Cadence Design Systems announced that it has agreed to acquire Tensilica, a leader in dataplane processing IP, for a total consideration of $380 million in cash. Combined, the firms will deliver more optimized IP solutions for mobile wireless, network infrastructure, auto infotainment, and home applications. Tensilica employs some 200 workers who serve more than 200 licensees, including seven of the top 10 semiconductor companies. Since its inception, the company has shipped over 2 billion IP cores. CEO Lip-Bu Tan commented on the deal:
With Tensilica, we will be able to provide designers with a more complete SoC solution that will speed the development of innovative and differentiated products, while reducing time to market. We look forward to working with Tensilica's dedicated employees as one team to bring even more value to our customers.
The company anticipates to finance the deal with cash at hand and an existing credit facility. The purchase price includes a net cash position of $30 million, held by Tensilica, putting the effective price tag down to $350 million.
Tensilica reported full-year revenues of $44 million for the year ended December 2012. As such, the deal values the company at roughly 8.0 times annual revenues. Cadence did point out that revenue growth averaged some 35% over the past two years, and that the company was profitable for the year. As a result, the deal will be slightly dilutive to non-GAAP earnings for fiscal year 2013 due to merger-related costs. The deal is expected to be accretive to full-year 2014 earnings.
Cadence expects to close the deal in the second quarter of its fiscal 2013. The deal is furthermore subject to normal closing conditions, including regulatory approval.
Cadence ended its fiscal year of 2012 with $827.0 million in cash, equivalents, and short-term investments. The company operates with $447.0 million in convertible notes outstanding, for a net cash position of $380 million. Cadence reported full-year revenues of $1.33 billion for 2012, on which the company net earned $439.9 million, or $1.57 per diluted share. Earnings were severely inflated as a result of a negative income tax provision of $251.7 million. Excluding this and other one-time charges, net income came in at $216.7 million.
The market currently values Cadence around $3.9 billion after Tuesday's declines. This values operating assets around $3.5 billion, which values the firm's operating assets around 2.6 times annual revenues and 16-17 times 2012's non-GAAP earnings.
Cadence Design Systems does not pay a dividend at the moment.
Some Historical Perspective
Shares of the company have been suffering for a long time, with the exception of the last years. Shares peaked around all time highs of $37 back in 1998, and have traded in a wide trading range between $10 and $30 for the next decade. Shares hit lows of $3 during the 2008-09 recession, but have gradually made up some of its lost ground, currently exchanging hands around $14 per share.
Between 2009 and 2012, the company has aggressively grown its revenues again, as 2009's performance was severely impacted by the recession. Revenues grew a cumulative 55% over those years to $1.33 billion, while the company returned to profitability in the last three years. At the same time, convertible offerings resulted in a 10% dilution of the shareholder base over the period.

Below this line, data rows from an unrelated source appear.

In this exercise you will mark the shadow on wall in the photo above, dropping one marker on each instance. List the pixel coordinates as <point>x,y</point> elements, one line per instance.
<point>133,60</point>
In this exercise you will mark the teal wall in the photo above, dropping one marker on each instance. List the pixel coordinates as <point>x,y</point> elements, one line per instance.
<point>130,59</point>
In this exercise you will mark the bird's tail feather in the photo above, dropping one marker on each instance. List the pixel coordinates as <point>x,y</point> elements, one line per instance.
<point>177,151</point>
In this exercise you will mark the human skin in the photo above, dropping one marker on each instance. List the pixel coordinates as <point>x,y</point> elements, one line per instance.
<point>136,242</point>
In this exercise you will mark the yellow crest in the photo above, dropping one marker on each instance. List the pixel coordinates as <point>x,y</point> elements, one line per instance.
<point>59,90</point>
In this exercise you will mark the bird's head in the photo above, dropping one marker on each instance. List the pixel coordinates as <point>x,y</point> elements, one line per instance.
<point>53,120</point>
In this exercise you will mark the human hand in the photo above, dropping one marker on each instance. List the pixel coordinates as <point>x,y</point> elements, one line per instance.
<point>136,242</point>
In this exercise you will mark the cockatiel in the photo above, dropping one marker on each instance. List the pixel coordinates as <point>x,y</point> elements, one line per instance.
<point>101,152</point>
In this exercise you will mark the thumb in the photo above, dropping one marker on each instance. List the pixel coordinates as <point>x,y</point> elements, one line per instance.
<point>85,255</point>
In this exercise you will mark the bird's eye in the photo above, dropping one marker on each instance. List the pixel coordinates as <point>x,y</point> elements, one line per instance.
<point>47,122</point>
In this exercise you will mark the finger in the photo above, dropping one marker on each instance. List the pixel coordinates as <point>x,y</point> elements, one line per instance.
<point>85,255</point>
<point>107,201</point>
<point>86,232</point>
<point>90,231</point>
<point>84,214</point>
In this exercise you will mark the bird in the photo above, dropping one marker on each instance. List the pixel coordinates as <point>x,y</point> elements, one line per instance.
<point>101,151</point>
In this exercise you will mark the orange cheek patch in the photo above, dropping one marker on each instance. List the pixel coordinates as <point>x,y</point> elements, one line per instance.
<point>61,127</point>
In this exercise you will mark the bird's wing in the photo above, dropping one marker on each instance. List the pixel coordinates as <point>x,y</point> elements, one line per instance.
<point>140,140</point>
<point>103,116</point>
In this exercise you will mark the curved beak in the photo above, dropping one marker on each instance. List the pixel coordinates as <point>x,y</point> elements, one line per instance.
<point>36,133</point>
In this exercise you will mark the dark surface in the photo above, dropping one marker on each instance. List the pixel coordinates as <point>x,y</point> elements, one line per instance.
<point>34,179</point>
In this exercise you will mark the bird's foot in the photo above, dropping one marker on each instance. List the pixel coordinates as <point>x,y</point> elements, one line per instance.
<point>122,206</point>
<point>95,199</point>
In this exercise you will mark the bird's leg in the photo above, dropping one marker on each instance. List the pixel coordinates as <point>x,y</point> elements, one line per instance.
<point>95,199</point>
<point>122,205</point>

Cadence stresses that the deal with Tensilica is one of a strategic nature. The purchase price, at 8.0 times annual revenues, represents a massive premium compared to Cadence's own valuation at roughly 2.6 times annual revenues. Given that Cadence is willing to spend up to 10% of its market capitalization, it is understandable that investors of Cadence are cautious. A 5% decline in the share price suggests investors think the company is overpaying for Tensilica.
Yet CEO Tan stresses that the combination will accelerate IP development and integration, while providing more extensive support network covering IP and tools. The deal would also lead to shorter time-to-market lead times and an optimized power performance. As a result of the deal, the full-year revenue guidance of $1.405-$1.445 billion for 2013 will translate into a guidance of roughly $1.45-$1.50 billion. The guidance for GAAP earnings between $0.58-$0.68 per share and non-GAAP earnings between $0.82 and $0.92 per share for 2013 will become a little too optimistic.
Overall, shareholders have their concerns, but have already disapproved the deal by sending shares lower on Tuesday. The deal will most likely have long-term benefits. However, at the current valuation of 2.4 times 2013's full-year revenues and roughly 20 times annual earnings, there are few reasons to pick up shares with a convincing argument.